The World Wide Web and e-filing in Florida.

AuthorWaters, Robert Craig

In the mid-1990s, the World Wide Web (1) exploded onto the scene as an entirely new medium. Its potential for disseminating large quantities of information quickly and interactively had barely been tapped. More than a decade later, the Web has matured considerably but it still is evolving in ways that remain substantially unpredictable. As the Web enters its adolescence, however, trends that were unforeseeable a decade ago are readily apparent today. The biggest and most significant trend is that virtually all forms of information, entertainment, and communications are being converted rapidly into Web-based forms. Telephones based entirely on Internet protocols (2) are a viable and financially successful technology. Many cell phones now act like small computers with Internet access, and computers have built-in cell phones and other devices that access the Web wirelessly. Movies and television can be viewed on the Web. Electronic documents are commonplace and almost always found in Adobe's portable document format, which surpassed early rivals (3)--only to face new competition from an emerging Web format called XML. (4) Information essential to professionals--particularly the legal profession--can now be obtained or transmitted instantaneously without regard to distance in the paperless environment of the Internet.
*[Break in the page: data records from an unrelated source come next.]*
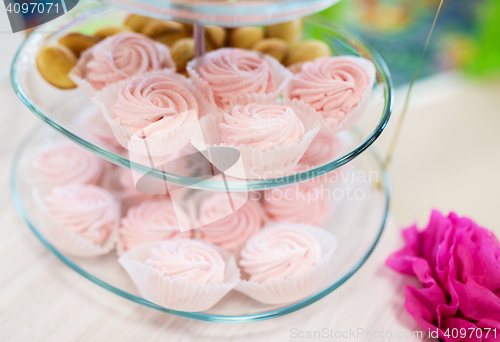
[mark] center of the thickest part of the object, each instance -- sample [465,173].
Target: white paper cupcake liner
[298,286]
[77,74]
[161,142]
[281,76]
[256,163]
[353,116]
[68,241]
[173,293]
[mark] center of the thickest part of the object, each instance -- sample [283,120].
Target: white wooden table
[447,158]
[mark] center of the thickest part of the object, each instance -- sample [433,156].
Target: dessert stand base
[357,219]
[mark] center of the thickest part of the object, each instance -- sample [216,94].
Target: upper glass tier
[229,13]
[72,113]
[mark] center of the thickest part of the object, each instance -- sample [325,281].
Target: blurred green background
[467,34]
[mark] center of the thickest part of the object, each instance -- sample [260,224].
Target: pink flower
[458,264]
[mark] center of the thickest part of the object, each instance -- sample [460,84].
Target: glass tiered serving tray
[357,222]
[61,108]
[228,13]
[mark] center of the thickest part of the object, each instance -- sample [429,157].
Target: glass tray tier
[356,220]
[229,13]
[63,109]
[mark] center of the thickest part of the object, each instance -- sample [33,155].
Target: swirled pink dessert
[302,203]
[150,221]
[323,149]
[234,72]
[122,56]
[67,163]
[189,260]
[88,210]
[279,253]
[333,86]
[154,102]
[225,228]
[261,126]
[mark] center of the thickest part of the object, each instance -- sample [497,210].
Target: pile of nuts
[282,41]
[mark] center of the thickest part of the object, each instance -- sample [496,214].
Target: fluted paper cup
[178,128]
[299,286]
[172,293]
[256,163]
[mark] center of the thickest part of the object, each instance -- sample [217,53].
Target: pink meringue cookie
[153,102]
[65,163]
[97,129]
[333,86]
[233,72]
[88,210]
[225,228]
[279,253]
[302,203]
[323,149]
[120,57]
[189,260]
[261,126]
[150,221]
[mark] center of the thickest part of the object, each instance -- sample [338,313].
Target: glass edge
[252,185]
[193,315]
[280,12]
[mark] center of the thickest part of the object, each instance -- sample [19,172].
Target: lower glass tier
[357,218]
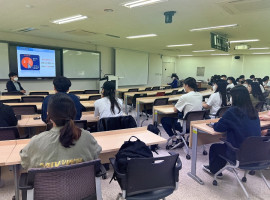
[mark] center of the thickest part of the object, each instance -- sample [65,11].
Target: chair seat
[158,194]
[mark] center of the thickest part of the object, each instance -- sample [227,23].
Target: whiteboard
[4,61]
[81,64]
[131,67]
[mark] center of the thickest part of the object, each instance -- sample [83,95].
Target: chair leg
[264,179]
[241,184]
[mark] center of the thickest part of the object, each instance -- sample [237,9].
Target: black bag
[131,149]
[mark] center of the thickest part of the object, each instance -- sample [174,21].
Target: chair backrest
[151,174]
[69,182]
[11,101]
[221,111]
[115,123]
[193,116]
[161,101]
[156,88]
[174,92]
[9,133]
[11,93]
[76,92]
[81,124]
[94,97]
[39,93]
[133,90]
[160,94]
[254,150]
[259,106]
[25,109]
[32,99]
[148,89]
[91,91]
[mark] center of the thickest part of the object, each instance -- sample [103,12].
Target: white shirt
[231,85]
[191,101]
[103,108]
[215,102]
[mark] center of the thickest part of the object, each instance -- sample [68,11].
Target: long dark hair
[241,100]
[222,86]
[256,91]
[62,111]
[110,93]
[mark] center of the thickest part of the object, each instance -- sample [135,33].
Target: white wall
[259,65]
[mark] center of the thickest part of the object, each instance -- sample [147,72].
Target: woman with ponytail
[64,144]
[108,105]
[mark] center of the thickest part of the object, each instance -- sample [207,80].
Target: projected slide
[34,62]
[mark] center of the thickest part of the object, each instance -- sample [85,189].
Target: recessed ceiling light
[239,41]
[179,45]
[259,48]
[220,54]
[203,51]
[141,36]
[138,3]
[214,27]
[262,53]
[69,19]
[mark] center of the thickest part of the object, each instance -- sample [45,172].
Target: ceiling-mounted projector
[242,47]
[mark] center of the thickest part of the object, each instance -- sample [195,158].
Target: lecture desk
[203,134]
[172,98]
[110,141]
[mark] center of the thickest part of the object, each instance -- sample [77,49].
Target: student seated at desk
[218,99]
[108,105]
[13,85]
[255,92]
[239,122]
[192,101]
[62,85]
[64,144]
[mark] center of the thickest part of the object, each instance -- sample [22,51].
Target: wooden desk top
[110,141]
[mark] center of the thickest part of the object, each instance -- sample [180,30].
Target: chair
[253,154]
[39,93]
[11,93]
[94,97]
[115,123]
[190,116]
[25,109]
[221,111]
[259,106]
[32,99]
[156,88]
[148,178]
[148,89]
[91,91]
[9,133]
[76,181]
[160,94]
[76,92]
[133,90]
[11,101]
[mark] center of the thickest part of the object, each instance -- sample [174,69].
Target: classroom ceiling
[252,17]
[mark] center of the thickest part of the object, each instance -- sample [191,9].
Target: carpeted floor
[228,187]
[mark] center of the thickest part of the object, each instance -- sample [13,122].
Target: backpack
[131,149]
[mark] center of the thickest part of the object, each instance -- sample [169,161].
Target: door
[167,69]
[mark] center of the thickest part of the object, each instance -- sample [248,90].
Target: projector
[241,47]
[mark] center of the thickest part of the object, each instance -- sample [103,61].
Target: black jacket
[11,87]
[7,116]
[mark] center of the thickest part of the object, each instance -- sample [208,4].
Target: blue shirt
[75,99]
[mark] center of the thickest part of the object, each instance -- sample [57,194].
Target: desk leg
[16,172]
[125,99]
[192,174]
[138,113]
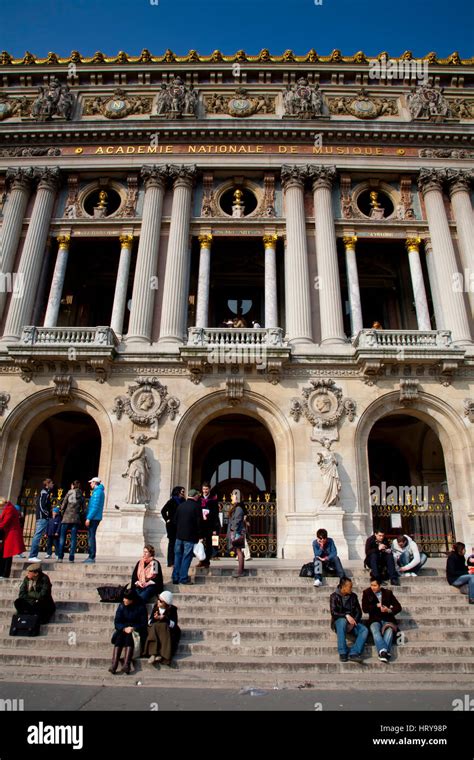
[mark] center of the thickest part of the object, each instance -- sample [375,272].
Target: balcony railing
[212,337]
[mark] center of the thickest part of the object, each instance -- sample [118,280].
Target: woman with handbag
[130,617]
[147,577]
[164,632]
[236,531]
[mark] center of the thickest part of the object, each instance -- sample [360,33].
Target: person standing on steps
[72,510]
[236,531]
[95,511]
[130,616]
[168,514]
[346,616]
[188,530]
[457,572]
[325,557]
[43,513]
[12,541]
[381,605]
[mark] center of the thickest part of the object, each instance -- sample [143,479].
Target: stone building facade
[257,270]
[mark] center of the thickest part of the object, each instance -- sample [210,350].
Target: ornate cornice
[122,58]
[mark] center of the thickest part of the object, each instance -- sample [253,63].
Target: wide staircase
[270,630]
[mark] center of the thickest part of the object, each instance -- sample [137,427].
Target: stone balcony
[261,348]
[96,346]
[375,348]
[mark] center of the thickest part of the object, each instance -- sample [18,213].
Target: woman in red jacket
[10,530]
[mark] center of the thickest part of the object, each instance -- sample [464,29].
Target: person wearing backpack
[72,510]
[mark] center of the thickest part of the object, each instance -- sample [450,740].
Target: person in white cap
[94,514]
[163,632]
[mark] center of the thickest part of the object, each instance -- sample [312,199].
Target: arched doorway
[237,451]
[408,483]
[65,447]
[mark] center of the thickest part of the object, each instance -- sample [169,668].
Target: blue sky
[41,26]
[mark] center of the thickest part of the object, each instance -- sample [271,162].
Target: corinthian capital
[431,179]
[322,176]
[183,175]
[459,179]
[48,178]
[154,176]
[20,179]
[293,175]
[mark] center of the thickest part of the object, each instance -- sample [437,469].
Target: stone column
[175,292]
[330,303]
[297,285]
[202,305]
[121,286]
[271,303]
[57,283]
[434,286]
[20,311]
[10,231]
[455,315]
[460,193]
[143,294]
[421,303]
[353,285]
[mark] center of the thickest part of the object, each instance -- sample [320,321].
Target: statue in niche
[137,473]
[328,466]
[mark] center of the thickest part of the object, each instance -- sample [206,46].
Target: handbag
[112,594]
[307,571]
[199,551]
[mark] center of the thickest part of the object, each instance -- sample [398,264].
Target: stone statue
[137,473]
[328,466]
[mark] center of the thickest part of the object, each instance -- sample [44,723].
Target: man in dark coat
[381,606]
[346,615]
[188,531]
[378,556]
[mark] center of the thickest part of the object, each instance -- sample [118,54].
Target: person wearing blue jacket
[325,555]
[94,514]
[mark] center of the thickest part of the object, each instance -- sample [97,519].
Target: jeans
[93,525]
[183,556]
[360,632]
[333,566]
[404,559]
[466,579]
[62,539]
[382,642]
[146,594]
[376,562]
[41,526]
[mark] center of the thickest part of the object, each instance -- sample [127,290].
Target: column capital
[349,242]
[459,180]
[48,178]
[322,176]
[20,178]
[184,175]
[413,244]
[126,241]
[154,176]
[431,179]
[64,242]
[269,241]
[205,241]
[293,175]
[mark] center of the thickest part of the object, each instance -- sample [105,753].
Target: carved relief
[118,105]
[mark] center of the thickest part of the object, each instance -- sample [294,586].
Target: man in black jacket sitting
[346,615]
[378,557]
[188,519]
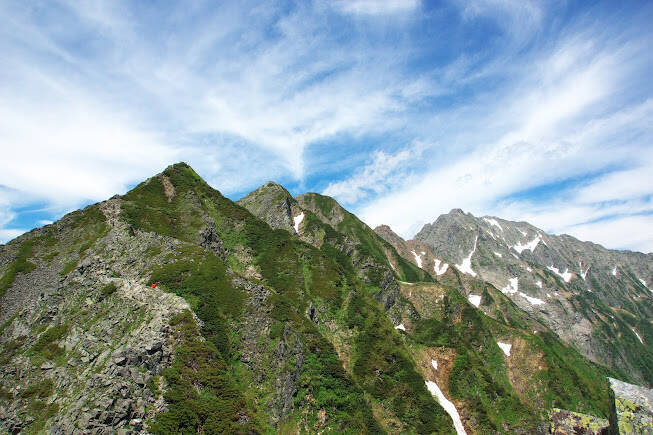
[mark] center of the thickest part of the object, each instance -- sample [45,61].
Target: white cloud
[561,120]
[376,7]
[385,171]
[627,232]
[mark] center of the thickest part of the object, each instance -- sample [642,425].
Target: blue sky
[401,109]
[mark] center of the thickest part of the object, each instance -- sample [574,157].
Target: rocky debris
[111,348]
[553,278]
[634,406]
[565,422]
[289,355]
[209,239]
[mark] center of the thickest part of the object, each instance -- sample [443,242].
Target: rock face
[594,298]
[171,309]
[273,204]
[634,406]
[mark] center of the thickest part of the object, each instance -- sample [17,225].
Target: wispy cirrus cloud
[525,106]
[568,120]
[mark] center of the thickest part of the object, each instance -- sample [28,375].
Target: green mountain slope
[173,309]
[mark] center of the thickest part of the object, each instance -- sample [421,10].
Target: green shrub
[201,396]
[45,344]
[40,390]
[109,289]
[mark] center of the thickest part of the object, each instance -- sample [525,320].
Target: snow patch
[583,274]
[418,258]
[448,406]
[493,222]
[505,347]
[512,287]
[530,245]
[466,266]
[532,300]
[440,270]
[298,219]
[566,275]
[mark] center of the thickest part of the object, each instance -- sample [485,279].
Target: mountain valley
[172,309]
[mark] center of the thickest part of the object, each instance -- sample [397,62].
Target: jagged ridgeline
[273,314]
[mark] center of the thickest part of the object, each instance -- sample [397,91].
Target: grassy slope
[368,243]
[297,274]
[553,373]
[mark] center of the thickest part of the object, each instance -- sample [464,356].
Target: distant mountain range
[172,309]
[594,298]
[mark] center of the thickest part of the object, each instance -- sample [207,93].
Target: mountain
[172,309]
[596,299]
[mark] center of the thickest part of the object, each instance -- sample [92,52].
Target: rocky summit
[598,300]
[172,309]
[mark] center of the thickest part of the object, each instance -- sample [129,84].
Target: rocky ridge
[592,297]
[262,321]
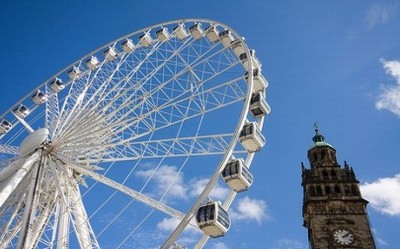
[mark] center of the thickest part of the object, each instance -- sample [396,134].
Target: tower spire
[317,137]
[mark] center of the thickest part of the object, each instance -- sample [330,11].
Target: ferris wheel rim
[244,112]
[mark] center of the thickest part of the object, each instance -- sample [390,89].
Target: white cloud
[380,13]
[219,245]
[197,186]
[383,195]
[250,209]
[288,244]
[389,98]
[190,234]
[164,177]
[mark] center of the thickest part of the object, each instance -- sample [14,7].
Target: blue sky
[335,62]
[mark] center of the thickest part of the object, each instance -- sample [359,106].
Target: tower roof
[319,139]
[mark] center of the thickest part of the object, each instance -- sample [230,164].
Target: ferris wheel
[133,135]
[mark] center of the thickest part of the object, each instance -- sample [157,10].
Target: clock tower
[334,211]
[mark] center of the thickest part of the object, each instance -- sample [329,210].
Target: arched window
[346,190]
[337,189]
[333,174]
[312,191]
[327,190]
[325,175]
[319,190]
[354,190]
[322,154]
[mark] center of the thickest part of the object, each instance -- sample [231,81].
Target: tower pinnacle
[318,137]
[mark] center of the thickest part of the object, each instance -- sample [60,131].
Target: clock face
[343,237]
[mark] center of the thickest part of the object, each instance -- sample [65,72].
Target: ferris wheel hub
[33,141]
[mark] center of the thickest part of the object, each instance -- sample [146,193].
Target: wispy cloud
[288,244]
[197,186]
[166,177]
[380,13]
[383,195]
[219,245]
[250,209]
[389,98]
[190,234]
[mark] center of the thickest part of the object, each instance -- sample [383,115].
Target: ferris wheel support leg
[17,177]
[84,230]
[25,236]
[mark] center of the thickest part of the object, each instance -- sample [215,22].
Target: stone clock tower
[334,211]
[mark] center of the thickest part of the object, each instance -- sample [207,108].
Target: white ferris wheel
[109,146]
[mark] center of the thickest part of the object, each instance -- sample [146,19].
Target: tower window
[333,174]
[319,191]
[312,191]
[337,189]
[354,190]
[325,175]
[327,190]
[346,190]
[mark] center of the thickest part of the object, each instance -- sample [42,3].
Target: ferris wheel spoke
[178,147]
[126,190]
[83,228]
[220,96]
[9,149]
[11,226]
[25,165]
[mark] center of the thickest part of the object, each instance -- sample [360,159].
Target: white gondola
[237,175]
[39,97]
[110,54]
[256,62]
[93,63]
[181,32]
[57,85]
[21,111]
[162,34]
[258,105]
[212,34]
[196,31]
[5,126]
[259,81]
[145,39]
[74,73]
[238,47]
[128,46]
[226,38]
[251,137]
[212,219]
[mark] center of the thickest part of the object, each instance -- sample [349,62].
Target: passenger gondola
[93,63]
[244,59]
[238,47]
[196,31]
[237,175]
[259,82]
[57,85]
[212,34]
[162,34]
[181,32]
[110,54]
[226,38]
[258,105]
[251,137]
[5,126]
[39,97]
[212,219]
[21,111]
[74,73]
[128,46]
[145,40]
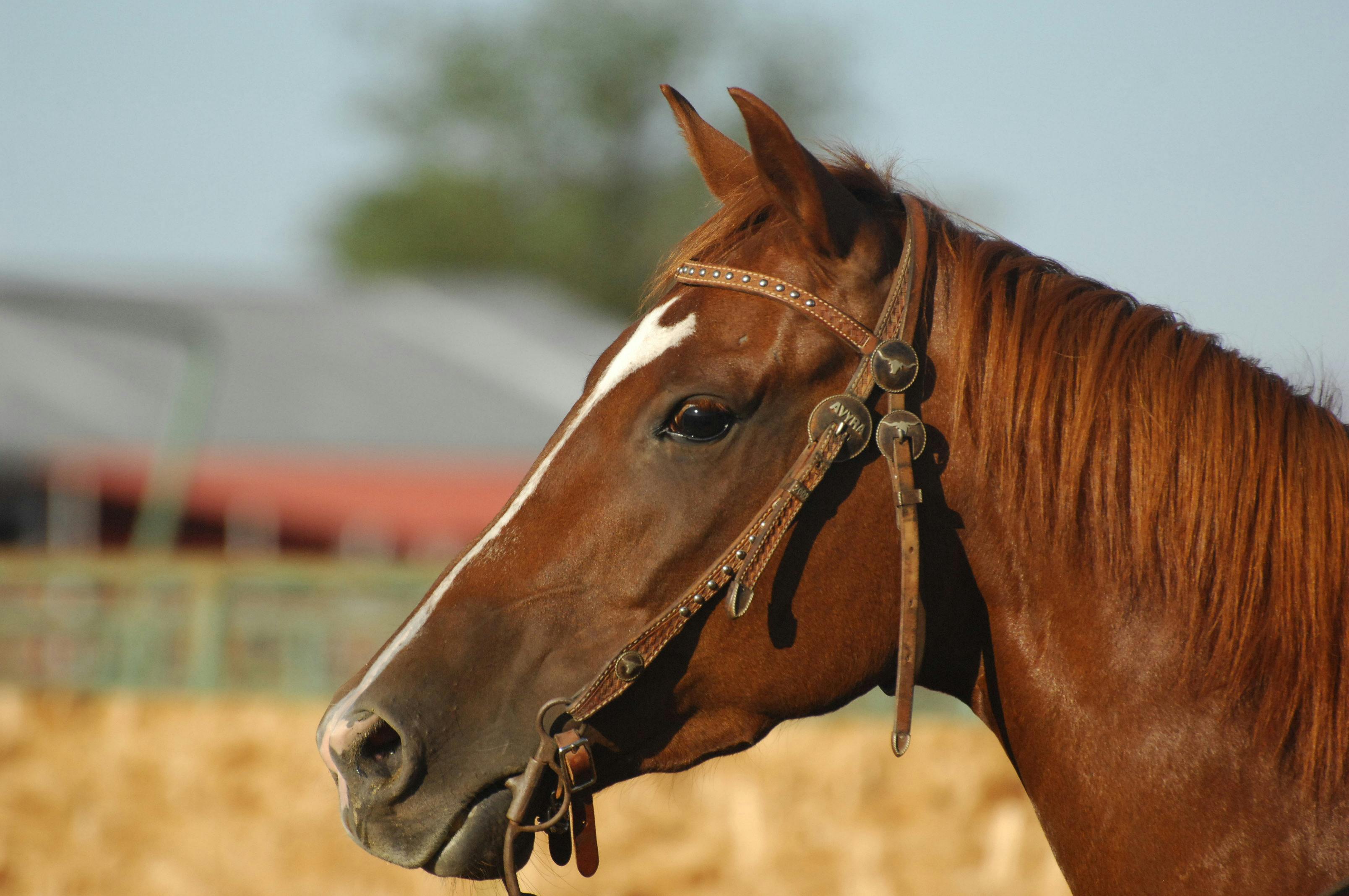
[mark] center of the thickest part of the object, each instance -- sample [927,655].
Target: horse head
[686,427]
For Florida's appellate practitioners, the Web's promise of transformation has brought clear successes but remains an unfinished business. An early success occurred in 1997 when the Florida Supreme Court began broadcasting all of its oral arguments live on the Web--and also via satellite and cable television, a pioneering and much imitated effort that now reaches more than three million Florida households. The use of redundant forms of transmission in addition to the Web remains common today, in part because the Web still has not fully transcended some of its own limitations. This is especially true when the data involved is voluminous. Web video transmissions, for example, require huge amounts of information to stream over the sometimes tenuous paths of the Internet. This can result in poor video quality or a complete failure of the transmission. Indeed, Web content today typically supplements--but does not completely replace--the more traditional media that gave it birth. Newspapers have lost circulation to the Web, but Web-based newspapers have not replaced their paper counterparts nor even reduced the industry's profitability.

For much the same reason, Westlaw and LexisNexis legal research databases are now available via the Web but also by the traditional connections used in the pre-Web world and on CDs. Law libraries still thrive, though there is an increasing push to put materials...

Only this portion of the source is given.